They say that this new drug and other RAF inhibitors could theoretically cause second cancers over time.
http://www.medscape.com/viewarticle/754542
December 1, 2011 — Vemurafenib (Zelboraf, Plexxikon/Roche) should not be used outside of its labeled indication for certain melanoma patients, a group of oncologists writes in an editorial published online November 7 in the Journal of Clinical Oncology.
They say that this new drug and other RAF inhibitors could theoretically cause second cancers over time.
Vemurafenib was approved by the US Food and Drug Administration this year for the treatment of metastatic melanoma in patients with BRAF mutations, and has wowed the oncology community with its efficacy.
Consequently, clinicians could be tempted to try the drug in earlier-stage BRAF-mutant melanoma patients, especially those with high-risk surgically resected disease, suggest the editorialists, led by Mario Lacouture, MD, from the Memorial Sloan-Kettering Cancer Center in New York City.
But second cancers are a potential concern in earlier-stage melanoma patients, who will likely live longer than the typical patient with metastatic disease (9 to 12 months), they warn.
Interestingly, the second cancers of concern are not keratoacanthomas (KAs) or cutaneous squamous cell carcinomas (cSCCs), which have been cited as adverse events in clinical studies of vemurafenib. The editorialists are not especially worried about these 2 skin cancers, which develop in up to one third of all vemurafenib-treated patients. They explain: "The KAs and cSCCs that arise in the setting of vemurafenib treatment are of low metastatic potential, often regress spontaneously, and are easily cured by surgical resection and/or destructive methods (cryotherapy or electrodessication/curettage)."
Instead, there is a theoretical concern about tumors at other body sites.
"It remains unknown whether vemurafenib or other RAF inhibitors will promote the growth of dormant RAS mutant tumors of the lung, pancreas, or other sites," write Dr. Lacouture and his colleagues.
They explain that there is evidence to suggest that vemurafenib promotes the "hyperproliferation of preexistent dormant RAS mutant cancer cells."

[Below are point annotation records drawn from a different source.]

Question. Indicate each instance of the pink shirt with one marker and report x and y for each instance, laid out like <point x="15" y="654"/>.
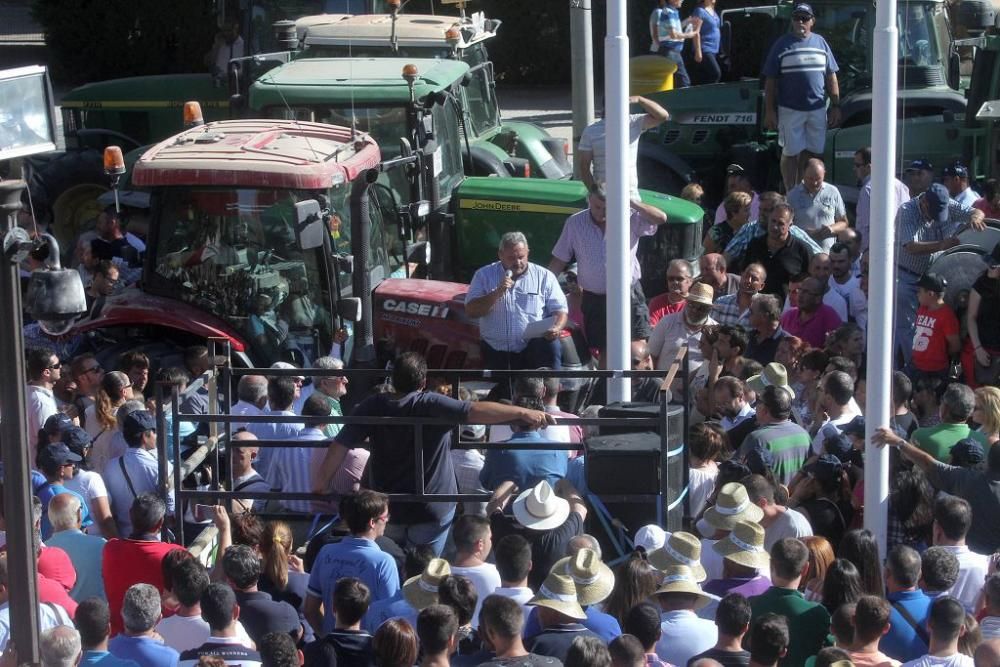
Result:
<point x="814" y="332"/>
<point x="582" y="239"/>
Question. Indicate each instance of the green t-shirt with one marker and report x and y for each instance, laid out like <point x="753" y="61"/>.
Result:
<point x="808" y="622"/>
<point x="938" y="440"/>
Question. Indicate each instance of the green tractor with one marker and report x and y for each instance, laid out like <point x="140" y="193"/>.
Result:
<point x="714" y="125"/>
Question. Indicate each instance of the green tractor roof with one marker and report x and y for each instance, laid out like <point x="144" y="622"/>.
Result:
<point x="359" y="81"/>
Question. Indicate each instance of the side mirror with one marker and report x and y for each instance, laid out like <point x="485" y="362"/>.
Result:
<point x="309" y="224"/>
<point x="349" y="309"/>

How Lung, Pancreas, and Other Cancers Can Occur
To understand how selective RAF inhibitors such as vemurafenib can cause other tumors, one needs to look at an accompnaying genomic analysis of 237 cSCCs and KAs, 19 of which were from patients treated with RAF inhibitors (either vemurafenib or sorafenib), the editorialists explain.
The cSCCs and KAs from patients treated with RAF inhibitors have a mutational profile that is distinct from those that arose sporadically or as a result of treatment with immunosuppressive agents, say the editorialists. Specifically, 21.1% of KAs and cSCCs resected from patients treated with RAF inhibitors were found to have activating HRAS mutations, whereas RAS mutations were rare (3.2%) in tumors that developed in the other patients.
These study results, along with "the rapid appearance of cSCC and KA after initiation of vemurafenib," suggest that the "induction of RAF signaling" by vemurafenib promotes the growth of dormant RAS mutant cancer cells, the editorialists write.
There might be good news for melanoma researchers in this genomic analysis, say Dr. Lacouture and his colleagues. These results might "guide the development of combination strategies" in melanoma, which could result in the synergistic antitumor activity and attenuated toxicities that occur with either drug alone.
In support of this concept, they refer to a recent phase 2 study of the combination of the MEK inhibitor GSK1120212 and RAF inhibitor GSK2118436 in metastatic melanoma. The study, which was presented at the 2011 annual meeting of the American Society of Clinical Oncology, and covered at that time by Medscape Medical News, showed that the toxicity of the combination seemed to be lower than that of either agent used alone.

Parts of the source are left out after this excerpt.